高圧ケイ酸カルシウムのペロブスカイトを実験室で作った研究は1975年に報告されていたため、科学者たちは下部マントルにこうした鉱物が存在するはずだということは理論化していました。
しかし、実際自然に形成されたこの鉱物の地質学的なサンプルは見つかっていなかったのです。
ところが2018年に、別の研究チームが南アフリカで、同様にダイヤモンドに閉じ込められたケイ酸カルシウムペロブスカイトの発見を報告していました。
ただ、その研究チームは、新種鉱物の正式な発見を届け出なかったため、チャウナー氏が自分たちの研究について国際鉱物学協会へ届け出ることにしたのです。
こうした経緯があったので、チャウナー氏らも、自分たちの名前を鉱物に付けにくかったのでしょう。
そこで、チャウナー氏は中国・上海の高圧科学技術先端研究センターの所長でこの分野における高名な研究者であるマオ氏に連絡を入れ、彼の名前を新種鉱物に付けてもいいか尋ねたのです。
マオ氏は快くその申し出を受けました。
ちなみに、マオ氏の名前を冠した高圧鉱物が国際鉱物学連合で承認されるのは、今回が2例目で、2018年にも衝突クレーターから発見された別の新種鉱物が「maohokite(マオホーカイト)」と名付けられています。
チャウナー氏によると「Davemaoite」は、地球の下部マントルに含まれる3つの主要鉱物の1つであり、そこに約5~7%を占めているだろうとのこと。
中でもこの物質は、ウランやトリウムの放射性同位体元素を含んでいて、これらの放射性崩壊は、地球の地殻とコアの間にあるマントル下部において大量の熱発生源となっています。

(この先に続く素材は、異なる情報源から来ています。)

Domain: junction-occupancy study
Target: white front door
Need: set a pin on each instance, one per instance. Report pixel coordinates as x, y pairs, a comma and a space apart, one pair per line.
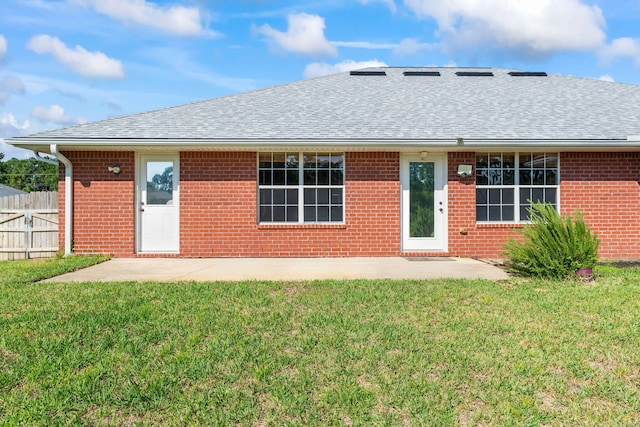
424, 203
158, 200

そのため、「Davemaoite」は、地球深部の熱の移動や循環を管理し、プレートテクトニクスなどのプロセスを推進する重要な役割を果たしていると考えられるそうです。
「Davemaoite」はカリウムが豊富な地域のダイヤモンドからより発見できる可能性があるため、今後チャウナー氏はそうした場所を探してみると話しています。